🤖 AI Summary
This work addresses the divergence issue in self-modulating quantum fast weight programmers during long-sequence modeling, which arises from unbounded multiplicative factors applied to old memory states. To mitigate this, the authors propose a sign-preserving tanh gating mechanism applied exclusively to the recurrent memory branch, imposing bounded modulation on the old state while preserving additive updates and modulation of the new state. The study explicitly identifies cumulative memory modulation as central to performance gains and introduces targeted stabilization accordingly. Leveraging variational quantum circuits and CUDA-Q-based quantum dynamics simulation, experiments on quantum dynamical systems and Milan SMS traffic forecasting demonstrate that the proposed bounded modulation significantly enhances model stability and robustness over long sequences, thereby validating the critical role of controlled old-state modulation.
📝 Abstract
Quantum Fast-Weight Programmers (QFWPs) store temporal information in dynamically programmed variational-circuit parameters rather than in nonlinear recurrent hidden states, offering a practical route to quantum sequence modeling.

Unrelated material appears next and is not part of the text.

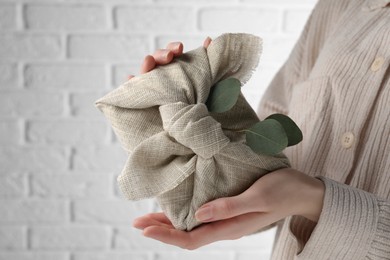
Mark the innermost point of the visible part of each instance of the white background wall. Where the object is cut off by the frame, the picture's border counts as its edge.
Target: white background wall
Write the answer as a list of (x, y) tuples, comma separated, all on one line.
[(59, 158)]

Self-Modulating QFWP improves this framework by using input-dependent gates for both new fast-weight updates and the accumulated fast-weight state, but its unbounded old-state multiplier can diverge in long-sequence regimes. We propose a bounded old-state modulation rule that applies a sign-preserving tanh gate only to the recurrent memory branch while leaving the additive update and new-update modulation unchanged. We evaluate standard QFWP, full Self-Modulating QFWP, Only-New, and Only-Old variants on two CUDA-Q quantum-dynamics forecasting tasks and on Milan SMS telecommunication activity prediction. The quantum-dynamics results show that old-state modulation is the most consistent source of improvement over Standard QFWP, and that bounding the old-state gate removes long-sequence divergence while improving aggregate robustness. On Milan SMS forecasting, the original unbounded Self-Modulating QFWP converges across the tested grid and shows its clearest gains at longer input windows, with behavior close to the Only-Old ablation. These findings identify accumulated-memory modulation as the key mechanism of Self-Modulating QFWP and bounded old-state gating as a targeted stabilization strategy.